Repentance isn’t about covering all your bases or anything like that. Imagine going through life always looking down at your feet to make sure you aren’t stepping on any cracks or on some old gum. Imagine all the wonderful things you’d miss. That’s not the path of the Christian faith God has given us! That’s not repentance.
Anyone who says to you “you can’t drink alcohol – it’s a sin!”…they don’t know what they’re talking about; they don’t know the Gospel. Anyone who says to you “women can’t wear pants, only dresses, otherwise it’s a sin”; they have no idea what God’s Word means. The true sin is disbelief; not trusting in God’s grace and mercy, but trusting in your own works, you own ability, your own attempts to repent.
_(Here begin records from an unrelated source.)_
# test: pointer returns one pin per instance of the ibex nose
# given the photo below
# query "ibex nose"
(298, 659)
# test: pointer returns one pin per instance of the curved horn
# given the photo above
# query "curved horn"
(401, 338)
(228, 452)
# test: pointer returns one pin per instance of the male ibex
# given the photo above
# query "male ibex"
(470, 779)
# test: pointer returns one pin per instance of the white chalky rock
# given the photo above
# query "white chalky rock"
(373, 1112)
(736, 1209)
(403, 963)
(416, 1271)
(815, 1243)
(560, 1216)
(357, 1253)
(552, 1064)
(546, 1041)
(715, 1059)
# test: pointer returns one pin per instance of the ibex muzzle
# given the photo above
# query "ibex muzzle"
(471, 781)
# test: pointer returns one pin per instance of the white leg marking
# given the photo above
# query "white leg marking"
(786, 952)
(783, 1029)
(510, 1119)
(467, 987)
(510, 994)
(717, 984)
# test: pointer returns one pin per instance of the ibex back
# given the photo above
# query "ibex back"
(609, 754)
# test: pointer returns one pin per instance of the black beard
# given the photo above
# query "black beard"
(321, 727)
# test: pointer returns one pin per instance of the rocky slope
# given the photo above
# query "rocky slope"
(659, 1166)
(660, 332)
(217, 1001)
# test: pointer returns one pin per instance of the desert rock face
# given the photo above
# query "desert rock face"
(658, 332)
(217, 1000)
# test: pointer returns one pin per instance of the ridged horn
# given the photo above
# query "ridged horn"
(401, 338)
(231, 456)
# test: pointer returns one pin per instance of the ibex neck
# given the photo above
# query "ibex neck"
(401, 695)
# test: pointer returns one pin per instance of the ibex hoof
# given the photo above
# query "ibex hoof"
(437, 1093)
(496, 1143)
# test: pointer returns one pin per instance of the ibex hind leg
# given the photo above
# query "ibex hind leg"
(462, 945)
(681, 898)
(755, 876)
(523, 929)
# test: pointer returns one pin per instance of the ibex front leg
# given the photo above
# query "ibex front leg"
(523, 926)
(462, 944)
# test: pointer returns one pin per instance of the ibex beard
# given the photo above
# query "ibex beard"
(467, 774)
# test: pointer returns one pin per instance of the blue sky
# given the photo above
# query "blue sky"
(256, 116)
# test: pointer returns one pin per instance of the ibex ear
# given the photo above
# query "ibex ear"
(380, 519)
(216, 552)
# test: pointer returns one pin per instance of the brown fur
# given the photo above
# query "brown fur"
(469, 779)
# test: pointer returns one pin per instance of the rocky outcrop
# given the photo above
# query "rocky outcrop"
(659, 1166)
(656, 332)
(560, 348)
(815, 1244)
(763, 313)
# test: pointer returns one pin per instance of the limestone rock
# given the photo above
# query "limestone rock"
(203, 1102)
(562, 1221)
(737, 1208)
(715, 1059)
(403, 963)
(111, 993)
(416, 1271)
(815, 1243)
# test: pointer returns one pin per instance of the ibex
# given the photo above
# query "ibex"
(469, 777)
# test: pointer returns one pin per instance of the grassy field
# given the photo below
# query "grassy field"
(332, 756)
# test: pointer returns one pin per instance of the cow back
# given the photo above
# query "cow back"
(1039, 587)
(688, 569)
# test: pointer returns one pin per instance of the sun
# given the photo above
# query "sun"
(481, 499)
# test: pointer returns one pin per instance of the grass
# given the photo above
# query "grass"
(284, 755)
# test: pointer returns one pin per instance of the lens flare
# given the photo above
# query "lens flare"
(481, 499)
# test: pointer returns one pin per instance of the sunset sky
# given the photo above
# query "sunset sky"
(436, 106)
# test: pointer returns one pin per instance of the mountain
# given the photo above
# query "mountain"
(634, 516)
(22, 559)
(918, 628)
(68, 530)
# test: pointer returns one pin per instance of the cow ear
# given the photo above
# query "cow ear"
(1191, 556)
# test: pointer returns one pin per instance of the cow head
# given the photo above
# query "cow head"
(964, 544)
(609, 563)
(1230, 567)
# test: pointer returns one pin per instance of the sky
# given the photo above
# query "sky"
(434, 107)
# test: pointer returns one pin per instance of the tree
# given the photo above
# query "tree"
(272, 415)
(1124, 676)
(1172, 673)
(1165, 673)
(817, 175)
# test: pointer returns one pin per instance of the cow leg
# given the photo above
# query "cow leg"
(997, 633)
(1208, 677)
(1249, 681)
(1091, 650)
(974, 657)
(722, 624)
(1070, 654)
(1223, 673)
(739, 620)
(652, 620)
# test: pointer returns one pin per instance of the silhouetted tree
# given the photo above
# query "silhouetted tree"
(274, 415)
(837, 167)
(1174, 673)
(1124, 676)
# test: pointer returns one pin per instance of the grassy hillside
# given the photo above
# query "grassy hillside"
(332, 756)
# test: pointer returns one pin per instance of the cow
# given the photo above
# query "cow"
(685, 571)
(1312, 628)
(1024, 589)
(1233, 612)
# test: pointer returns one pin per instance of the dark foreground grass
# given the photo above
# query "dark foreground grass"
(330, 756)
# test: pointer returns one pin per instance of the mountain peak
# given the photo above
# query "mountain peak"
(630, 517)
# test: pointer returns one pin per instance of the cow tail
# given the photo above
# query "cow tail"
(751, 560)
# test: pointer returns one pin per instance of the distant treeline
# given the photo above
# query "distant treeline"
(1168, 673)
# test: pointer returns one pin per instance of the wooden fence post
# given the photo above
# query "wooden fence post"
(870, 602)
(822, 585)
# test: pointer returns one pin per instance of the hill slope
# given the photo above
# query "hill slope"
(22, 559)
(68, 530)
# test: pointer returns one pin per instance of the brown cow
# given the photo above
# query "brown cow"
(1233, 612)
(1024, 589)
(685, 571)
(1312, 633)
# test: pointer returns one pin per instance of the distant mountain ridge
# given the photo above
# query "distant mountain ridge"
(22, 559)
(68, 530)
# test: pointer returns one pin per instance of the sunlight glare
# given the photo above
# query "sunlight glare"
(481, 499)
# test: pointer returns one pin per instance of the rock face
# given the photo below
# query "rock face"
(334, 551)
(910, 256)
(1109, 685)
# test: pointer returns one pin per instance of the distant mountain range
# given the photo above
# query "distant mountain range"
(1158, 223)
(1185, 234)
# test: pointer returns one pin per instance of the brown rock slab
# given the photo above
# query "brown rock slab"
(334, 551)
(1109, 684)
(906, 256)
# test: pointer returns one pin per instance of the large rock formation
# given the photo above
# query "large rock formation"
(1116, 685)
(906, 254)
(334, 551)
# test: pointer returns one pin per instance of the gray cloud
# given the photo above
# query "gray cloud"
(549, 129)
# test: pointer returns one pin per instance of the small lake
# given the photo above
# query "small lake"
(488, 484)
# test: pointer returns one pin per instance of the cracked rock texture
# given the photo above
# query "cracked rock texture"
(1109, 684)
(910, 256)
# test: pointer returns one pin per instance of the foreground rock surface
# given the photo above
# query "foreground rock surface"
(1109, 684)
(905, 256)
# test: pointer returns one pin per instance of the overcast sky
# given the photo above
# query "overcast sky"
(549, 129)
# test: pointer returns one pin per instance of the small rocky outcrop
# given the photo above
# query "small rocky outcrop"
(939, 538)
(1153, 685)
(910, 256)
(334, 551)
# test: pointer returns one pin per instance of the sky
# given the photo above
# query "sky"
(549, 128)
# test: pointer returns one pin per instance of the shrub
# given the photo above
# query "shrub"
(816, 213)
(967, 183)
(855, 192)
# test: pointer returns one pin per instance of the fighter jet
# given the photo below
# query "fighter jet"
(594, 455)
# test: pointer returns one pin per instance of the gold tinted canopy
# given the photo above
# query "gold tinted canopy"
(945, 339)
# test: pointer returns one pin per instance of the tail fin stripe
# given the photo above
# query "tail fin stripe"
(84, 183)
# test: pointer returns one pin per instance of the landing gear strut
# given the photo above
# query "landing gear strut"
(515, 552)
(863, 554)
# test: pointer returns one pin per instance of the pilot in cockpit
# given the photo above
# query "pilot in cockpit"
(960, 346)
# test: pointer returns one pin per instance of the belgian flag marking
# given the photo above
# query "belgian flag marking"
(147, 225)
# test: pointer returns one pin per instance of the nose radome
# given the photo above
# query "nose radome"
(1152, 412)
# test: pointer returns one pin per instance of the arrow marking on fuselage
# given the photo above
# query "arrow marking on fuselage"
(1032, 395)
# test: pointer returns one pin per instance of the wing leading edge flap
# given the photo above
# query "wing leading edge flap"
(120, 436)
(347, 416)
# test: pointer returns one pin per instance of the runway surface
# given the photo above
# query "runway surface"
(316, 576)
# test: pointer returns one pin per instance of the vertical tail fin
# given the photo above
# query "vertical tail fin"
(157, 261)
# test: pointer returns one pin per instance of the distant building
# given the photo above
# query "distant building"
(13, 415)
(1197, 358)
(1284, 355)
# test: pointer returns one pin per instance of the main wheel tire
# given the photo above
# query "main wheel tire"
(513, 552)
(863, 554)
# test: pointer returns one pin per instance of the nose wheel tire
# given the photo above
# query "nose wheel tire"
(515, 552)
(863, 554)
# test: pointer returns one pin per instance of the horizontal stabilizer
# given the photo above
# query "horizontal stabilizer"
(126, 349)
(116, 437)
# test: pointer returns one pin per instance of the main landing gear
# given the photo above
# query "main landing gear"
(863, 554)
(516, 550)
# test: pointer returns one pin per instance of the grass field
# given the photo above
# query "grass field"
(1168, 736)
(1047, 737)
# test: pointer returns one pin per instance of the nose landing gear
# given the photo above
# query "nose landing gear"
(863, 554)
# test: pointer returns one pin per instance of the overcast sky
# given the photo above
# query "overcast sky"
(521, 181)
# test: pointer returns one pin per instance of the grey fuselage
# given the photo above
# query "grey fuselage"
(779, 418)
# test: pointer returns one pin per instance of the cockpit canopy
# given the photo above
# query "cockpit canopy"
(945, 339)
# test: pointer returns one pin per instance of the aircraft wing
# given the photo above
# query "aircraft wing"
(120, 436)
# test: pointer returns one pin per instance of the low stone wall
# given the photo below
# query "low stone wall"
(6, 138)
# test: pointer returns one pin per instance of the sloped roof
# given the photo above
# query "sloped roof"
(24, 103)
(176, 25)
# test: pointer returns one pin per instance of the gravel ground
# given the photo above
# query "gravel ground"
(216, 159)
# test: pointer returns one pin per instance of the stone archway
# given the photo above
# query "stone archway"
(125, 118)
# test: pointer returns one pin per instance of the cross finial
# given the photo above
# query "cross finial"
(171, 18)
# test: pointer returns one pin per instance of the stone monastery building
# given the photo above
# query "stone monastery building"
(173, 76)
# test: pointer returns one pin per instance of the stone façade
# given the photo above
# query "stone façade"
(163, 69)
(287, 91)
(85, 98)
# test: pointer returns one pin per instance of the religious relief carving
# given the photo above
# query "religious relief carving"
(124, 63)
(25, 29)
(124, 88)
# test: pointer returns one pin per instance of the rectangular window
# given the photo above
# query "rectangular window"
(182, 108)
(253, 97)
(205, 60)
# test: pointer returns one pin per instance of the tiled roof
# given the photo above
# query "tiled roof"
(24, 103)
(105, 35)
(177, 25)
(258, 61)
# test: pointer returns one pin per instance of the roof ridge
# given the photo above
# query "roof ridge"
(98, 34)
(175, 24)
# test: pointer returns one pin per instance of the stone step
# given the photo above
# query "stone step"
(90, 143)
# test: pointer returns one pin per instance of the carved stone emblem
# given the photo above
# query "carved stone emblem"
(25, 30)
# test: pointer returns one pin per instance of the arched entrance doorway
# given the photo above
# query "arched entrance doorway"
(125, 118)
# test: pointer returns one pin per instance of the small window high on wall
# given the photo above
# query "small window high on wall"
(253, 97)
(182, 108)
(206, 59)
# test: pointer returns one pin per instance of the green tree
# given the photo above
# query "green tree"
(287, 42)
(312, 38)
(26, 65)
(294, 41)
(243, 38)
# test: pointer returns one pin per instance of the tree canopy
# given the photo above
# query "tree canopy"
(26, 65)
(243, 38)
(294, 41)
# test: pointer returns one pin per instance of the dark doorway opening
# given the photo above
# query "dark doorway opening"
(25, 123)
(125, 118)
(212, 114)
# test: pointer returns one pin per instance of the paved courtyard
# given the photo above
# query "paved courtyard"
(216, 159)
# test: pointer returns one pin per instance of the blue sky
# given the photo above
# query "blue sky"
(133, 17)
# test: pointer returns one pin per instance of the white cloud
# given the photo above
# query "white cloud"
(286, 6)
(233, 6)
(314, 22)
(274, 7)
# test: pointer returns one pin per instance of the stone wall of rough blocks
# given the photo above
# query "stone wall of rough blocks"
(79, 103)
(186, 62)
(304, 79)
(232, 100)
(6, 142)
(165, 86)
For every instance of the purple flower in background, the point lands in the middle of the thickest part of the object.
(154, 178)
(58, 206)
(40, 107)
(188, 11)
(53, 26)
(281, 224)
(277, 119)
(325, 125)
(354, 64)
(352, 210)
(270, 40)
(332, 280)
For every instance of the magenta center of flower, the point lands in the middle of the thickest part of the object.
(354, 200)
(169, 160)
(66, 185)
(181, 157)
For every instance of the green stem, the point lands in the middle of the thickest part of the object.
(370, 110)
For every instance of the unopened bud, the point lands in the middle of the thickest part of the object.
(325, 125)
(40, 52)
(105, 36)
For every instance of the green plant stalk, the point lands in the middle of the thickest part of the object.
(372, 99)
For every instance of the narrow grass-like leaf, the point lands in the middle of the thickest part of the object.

Look at our confession of sins that we used earlier: Most merciful God, we confess that we are by nature sinful and unclean. We say that because it’s true! We have sinned against YOU in thought, word, and deed, by what we have done and by what we have left undone. We say this because it’s true – it’s not magic; not magic words. We have NOT loved you with our whole heart; we have NOT loved our neighbors as ourselves; we DO justly deserve your temporal and eternal punishment. This IS reality!
But it is also true that we are sorry for these sins, and that we truly repent of them because, for the sake of our Lord Jesus Christ, God has had mercy on us, and has forgiven us, and renewed us, and continues to lead us, and by His grace alone we are able to walk in His ways and delight in His will to His glory.
This is true – this repentance is true – and because it is true it is also true and most real that you are absolved of you sins. It’s not a magic thing that the pastor says which magically forgives you of your sins, but what it is is a promise, a guarantee, that the forgiveness of God on account of Christ is for you, and is complete and total with no strings attached; and it’s for me and it’s for pastor Piotr as well.
And you see this is what John the Baptist preached – this is what he did. He came calling people to repentance, proclaiming the Word of God, washing them of their sins, preparing them for the coming Christ.
And part of this Advent season is about that – a time of preparation and repentance. A time where we look back, we look to the now and we look ahead. Looking back to the Christ child in the manger, looking to the now and recognizing what He did for us on the cross, and looking ahead to when He will come again in glory to lead us home.
May God continue to prepare us for Christ’s return through repentance, confession, absolution, through Word, through sacrament, through prayer, through fellowship, and through Christ our Lord, Amen.